Six days after the shooting,  October 8th, the fires happened. We were evacuated for a week. When I look back at that time and the rest of the year, I was numb. I felt that I needed to be strong for my daughter. I didn’t want to feel all that I felt.  I do today. I am in the process of healing.

Corin tells me over and over, “I will never be the same”. Will she? No.  What I do know is that she will heal, she will be more empowered, she will RISE everyday.

To rise from the ashes in mythology, a phoenix is an immortal bird that, when it dies, bursts into flames and is reborn from its own ashes. This is what I have witnessed watching my daughter rise in the last year. Corin is the phoenix.

Since then my daughter quit her job as an accountant to seek a new career, of course still in the wine industry. She takes baby steps to move forward. Some days it’s easier than others. She can now listen to country music. She put on her cowgirl boots (she was wearing them in Las Vegas) and went to her first country outdoor concert. She was anxious but went. 

Corin is in Las Vegas with her friend, back to the place where her life changed. I am in awe of my daughter. This is a COURAGEOUS act. She is facing her fears, facing the place where her life changed. She is facing the images that may not ever go away. She is going to heal with thousands of people who were there and their families who lost a loved one. She is sad. She is anxious. She is in fear. She is strong. She is courageous. This is one EMPOWERED WOMAN! I want to honor her today!

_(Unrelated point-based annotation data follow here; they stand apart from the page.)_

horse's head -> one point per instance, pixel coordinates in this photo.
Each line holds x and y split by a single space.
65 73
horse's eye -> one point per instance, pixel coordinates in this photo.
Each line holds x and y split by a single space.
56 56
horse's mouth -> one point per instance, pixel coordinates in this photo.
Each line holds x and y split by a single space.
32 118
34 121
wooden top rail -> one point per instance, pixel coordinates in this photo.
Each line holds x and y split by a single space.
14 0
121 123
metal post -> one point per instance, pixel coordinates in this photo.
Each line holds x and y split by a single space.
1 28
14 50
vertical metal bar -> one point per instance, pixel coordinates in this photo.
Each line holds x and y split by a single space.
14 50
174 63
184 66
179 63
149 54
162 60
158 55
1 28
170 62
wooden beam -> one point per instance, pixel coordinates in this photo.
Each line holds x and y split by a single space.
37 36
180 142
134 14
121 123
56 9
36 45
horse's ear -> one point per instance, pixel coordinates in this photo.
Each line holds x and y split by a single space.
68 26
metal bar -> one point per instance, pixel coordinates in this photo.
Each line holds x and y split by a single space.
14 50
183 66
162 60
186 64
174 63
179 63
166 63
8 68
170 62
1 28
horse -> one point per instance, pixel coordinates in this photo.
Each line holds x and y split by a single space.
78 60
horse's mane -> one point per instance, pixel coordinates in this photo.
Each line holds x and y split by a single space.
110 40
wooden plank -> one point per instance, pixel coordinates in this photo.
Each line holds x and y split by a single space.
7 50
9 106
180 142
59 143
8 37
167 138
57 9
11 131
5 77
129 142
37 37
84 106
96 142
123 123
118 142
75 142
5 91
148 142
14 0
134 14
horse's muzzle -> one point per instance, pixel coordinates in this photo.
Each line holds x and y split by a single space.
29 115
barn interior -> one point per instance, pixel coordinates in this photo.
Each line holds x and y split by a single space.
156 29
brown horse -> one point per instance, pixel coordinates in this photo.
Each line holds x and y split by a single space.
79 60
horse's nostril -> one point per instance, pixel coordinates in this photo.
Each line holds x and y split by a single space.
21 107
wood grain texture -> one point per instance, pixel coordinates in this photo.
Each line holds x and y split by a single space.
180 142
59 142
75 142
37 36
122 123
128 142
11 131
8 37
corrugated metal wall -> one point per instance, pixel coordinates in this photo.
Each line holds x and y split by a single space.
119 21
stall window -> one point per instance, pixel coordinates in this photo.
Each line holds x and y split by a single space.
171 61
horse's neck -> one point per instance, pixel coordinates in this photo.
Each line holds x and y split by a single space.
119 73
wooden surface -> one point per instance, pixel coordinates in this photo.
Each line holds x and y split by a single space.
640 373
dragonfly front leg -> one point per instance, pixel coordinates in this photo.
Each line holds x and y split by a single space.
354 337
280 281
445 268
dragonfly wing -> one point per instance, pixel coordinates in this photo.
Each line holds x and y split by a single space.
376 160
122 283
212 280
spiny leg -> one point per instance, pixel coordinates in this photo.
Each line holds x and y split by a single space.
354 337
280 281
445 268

Tonight, October 1stat  10:01 pm, I will light candles and pray for thousands of people. I will honor the 58 people who died and their families who are speaking today at the memorial. Today I am so grateful that my daughter and her friends are alive. Today I am grateful that I am allowing myself to feel all that I didn’t a year ago. Today we both can begin the healing process.

It’s October 4, 2018 and my daughter came back lighter. She felt the love and support from the community in Las Vegas. She heard stories from people who were there. This gave her comfort knowing that she is not alone.  She did some healing with thousands of people. She created new memories. SHE RISES FROM THE ASHES!